MCL 257.954; MSA 9.2654 provided at the time of trial:
"Upon adoption of any such code by reference, the city, township or village clerk shall maintain in his office a supply of copies of the code for inspection by and distribution to the public without charge.”2_
*713Accordingly, the issue on appeal is whether the city clerk’s failure to provide copies of the code free of charge rendered the ordinance invalid for lack of proper publication.
The primary rule of statutory construction is to ascertain the intent of the Legislature, which is controlling. The Lamphere Schools v Lamphere Federation of Teachers, 400 Mich 104, 110; 252 NW2d 818 (1977). Legislative intent may be determined by looking to the title of the act. Id., 110-111, Fidlin v Collison, 9 Mich App 157, 163; 156 NW2d 53 (1967). Where considering two sections of the same act, this Court should interpret them so as to produce a total enactment that is harmonious and consistent. Attorney General ex rel Ins Comm’r v Michigan Property & Casualty Guaranty Ass’n, 80 Mich App 653, 658; 263 NW2d 918 (1978).
At the time of trial the title of the act provided:
"AN ACT to authorize the commissioner of the state police to promulgate a uniform traffic code; to authorize any city, township or village to adopt such uniform traffic code by reference without publication in full.”3
It is clear that the Legislature intended to provide for the promulgation of a uniform traffic code and to allow cities to adopt that code without full publication. In furtherance of this purpose MCL 257.952; MSA 9.2652 provided the extent of publication that would be necessary and required that a city publish the adopting ordinance along with notice of the purpose of such ordinance and that complete copies of the code be made available to the public. This statute did not require that copies of the code be made available without charge. *714Although the Legislature also promulgated MCL 257.954; MSA 9.2654 to insure that copies of the code were available to the public, the requirement of free distribution was not made a part of the procedure required for valid publication. The city’s violation of MCL 257.954; MSA 9.2654 does not void the ordinance. The failure of a city clerk to perform a duty required by law does not invalidate an ordinance which was properly passed. Boehme v City of Monroe, 106 Mich 401, 406; 64 NW 204 (1895). Therefore, because the City of Novi complied with the publication requirements of MCL 257.952; MSA 9.2652 the ordinance was valid, and the trial court erred when it dismissed the charges against defendant.

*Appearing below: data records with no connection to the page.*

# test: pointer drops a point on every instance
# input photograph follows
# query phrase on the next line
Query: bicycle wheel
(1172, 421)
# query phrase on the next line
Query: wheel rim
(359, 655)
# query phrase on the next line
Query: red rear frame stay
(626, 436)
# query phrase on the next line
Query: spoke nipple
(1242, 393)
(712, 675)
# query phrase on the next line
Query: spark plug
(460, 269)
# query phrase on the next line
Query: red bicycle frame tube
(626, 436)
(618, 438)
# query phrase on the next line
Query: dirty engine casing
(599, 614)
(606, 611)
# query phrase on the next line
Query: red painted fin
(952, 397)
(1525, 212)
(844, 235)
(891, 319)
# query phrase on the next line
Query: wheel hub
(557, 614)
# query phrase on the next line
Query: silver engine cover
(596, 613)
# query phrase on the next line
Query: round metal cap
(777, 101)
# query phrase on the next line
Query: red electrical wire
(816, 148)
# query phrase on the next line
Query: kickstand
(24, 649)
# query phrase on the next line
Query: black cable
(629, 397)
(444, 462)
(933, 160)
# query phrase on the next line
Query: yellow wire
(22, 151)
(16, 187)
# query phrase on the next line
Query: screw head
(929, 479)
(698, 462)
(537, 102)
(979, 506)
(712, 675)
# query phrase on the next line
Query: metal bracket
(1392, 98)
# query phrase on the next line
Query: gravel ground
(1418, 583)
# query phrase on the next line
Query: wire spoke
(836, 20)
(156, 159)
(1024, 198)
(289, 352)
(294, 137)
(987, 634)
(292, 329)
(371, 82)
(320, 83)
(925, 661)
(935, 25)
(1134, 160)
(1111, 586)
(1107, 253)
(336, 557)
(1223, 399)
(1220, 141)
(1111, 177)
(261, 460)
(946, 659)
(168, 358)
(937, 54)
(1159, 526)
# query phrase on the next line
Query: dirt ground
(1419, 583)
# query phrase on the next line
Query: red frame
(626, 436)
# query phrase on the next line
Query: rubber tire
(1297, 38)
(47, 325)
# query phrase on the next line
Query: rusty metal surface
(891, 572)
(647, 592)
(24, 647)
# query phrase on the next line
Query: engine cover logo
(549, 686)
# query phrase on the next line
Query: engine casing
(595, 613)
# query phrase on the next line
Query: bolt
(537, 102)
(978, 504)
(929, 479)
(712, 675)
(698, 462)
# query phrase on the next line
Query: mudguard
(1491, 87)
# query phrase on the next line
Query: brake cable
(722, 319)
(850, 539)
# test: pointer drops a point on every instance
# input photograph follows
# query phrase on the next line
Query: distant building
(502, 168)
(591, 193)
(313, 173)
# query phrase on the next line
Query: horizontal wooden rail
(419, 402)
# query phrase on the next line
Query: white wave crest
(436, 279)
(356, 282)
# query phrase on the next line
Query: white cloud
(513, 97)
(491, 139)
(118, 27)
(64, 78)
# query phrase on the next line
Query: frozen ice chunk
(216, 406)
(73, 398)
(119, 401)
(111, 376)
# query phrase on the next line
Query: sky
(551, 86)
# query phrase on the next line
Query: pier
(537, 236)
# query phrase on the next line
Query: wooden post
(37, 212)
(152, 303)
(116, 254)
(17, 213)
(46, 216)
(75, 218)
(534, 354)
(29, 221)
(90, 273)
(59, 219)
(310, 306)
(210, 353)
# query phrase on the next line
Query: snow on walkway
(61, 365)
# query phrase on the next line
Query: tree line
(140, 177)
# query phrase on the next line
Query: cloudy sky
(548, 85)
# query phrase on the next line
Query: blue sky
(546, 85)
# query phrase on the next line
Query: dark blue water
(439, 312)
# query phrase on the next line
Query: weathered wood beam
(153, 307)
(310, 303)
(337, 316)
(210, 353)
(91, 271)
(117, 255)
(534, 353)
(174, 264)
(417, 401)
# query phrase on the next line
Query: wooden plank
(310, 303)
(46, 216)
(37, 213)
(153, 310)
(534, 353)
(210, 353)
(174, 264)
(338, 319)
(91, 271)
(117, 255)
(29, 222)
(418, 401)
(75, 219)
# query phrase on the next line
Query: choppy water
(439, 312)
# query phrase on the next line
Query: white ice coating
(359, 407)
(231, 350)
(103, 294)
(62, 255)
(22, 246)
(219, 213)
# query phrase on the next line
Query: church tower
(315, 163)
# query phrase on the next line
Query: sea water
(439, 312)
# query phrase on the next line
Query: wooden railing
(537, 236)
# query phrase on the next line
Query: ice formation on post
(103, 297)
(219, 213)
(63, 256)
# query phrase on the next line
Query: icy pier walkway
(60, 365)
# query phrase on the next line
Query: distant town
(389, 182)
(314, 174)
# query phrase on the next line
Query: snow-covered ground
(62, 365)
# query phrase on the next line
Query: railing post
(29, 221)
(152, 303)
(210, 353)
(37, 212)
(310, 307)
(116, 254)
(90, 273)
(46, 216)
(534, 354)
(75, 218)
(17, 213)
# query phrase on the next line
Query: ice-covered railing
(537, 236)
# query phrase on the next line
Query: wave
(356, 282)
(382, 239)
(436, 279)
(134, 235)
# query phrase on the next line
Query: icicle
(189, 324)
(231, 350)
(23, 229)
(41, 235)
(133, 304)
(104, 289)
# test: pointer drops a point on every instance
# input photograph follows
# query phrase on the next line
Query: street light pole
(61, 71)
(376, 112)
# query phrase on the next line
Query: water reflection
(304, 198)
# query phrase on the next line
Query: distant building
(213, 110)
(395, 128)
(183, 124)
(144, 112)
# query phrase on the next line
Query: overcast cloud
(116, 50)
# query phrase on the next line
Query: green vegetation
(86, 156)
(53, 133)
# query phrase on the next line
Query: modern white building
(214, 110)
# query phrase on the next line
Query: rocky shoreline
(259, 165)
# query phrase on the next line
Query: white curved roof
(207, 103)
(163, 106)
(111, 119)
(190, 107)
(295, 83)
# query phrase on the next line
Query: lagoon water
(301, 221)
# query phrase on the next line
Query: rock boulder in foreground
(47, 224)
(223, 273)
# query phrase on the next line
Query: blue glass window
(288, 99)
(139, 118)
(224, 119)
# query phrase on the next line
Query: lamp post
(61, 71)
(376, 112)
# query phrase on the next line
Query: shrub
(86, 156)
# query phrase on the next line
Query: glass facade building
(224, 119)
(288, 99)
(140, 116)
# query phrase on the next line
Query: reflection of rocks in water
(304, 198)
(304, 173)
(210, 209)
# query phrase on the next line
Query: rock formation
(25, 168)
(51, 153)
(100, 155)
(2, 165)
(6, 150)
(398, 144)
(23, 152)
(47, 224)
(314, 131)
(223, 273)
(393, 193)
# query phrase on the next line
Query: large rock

Defendant’s reliance on People v Poyma, 91 Mich App 238; 283 NW2d 707 (1979), is misplaced. In that case, this Court recognized that a city must strictly comply with MCL 257.952; MSA 9.2652. Id., 242, 244-245. Poyma did not involve the effect of the free distribution requirement of MCL 257.954; MSA 9.2654 on the issue of valid publication. In the instant case the city fully complied with MCL 257.952; MSA 9.2652.
Reversed and remanded for sentencing.
This statute was subsequently amended by 1979 PA 119. The amendment is not, however, material to any issue raised on appeal.
The Legislature subsequently removed the requirement that copies of the code be distributed without charge. 1979 PA 119. As presently enacted, MCL 257.954; MSA 9.2654 provides:
"Upon adoption of the code by' reference, the city, township, or village clerk shall maintain in his or her office a copy of the code for inspection by the public or a person charged under the code.”
Accordingly, this statute now merely provides that the city, township, or village clerk carry out the last requirement mandated by MCL 257.952; MSA 9.2652.
The title was subsequently amended by 1978 PA 514. The amendment, however, is not material to any issue raised on appeal.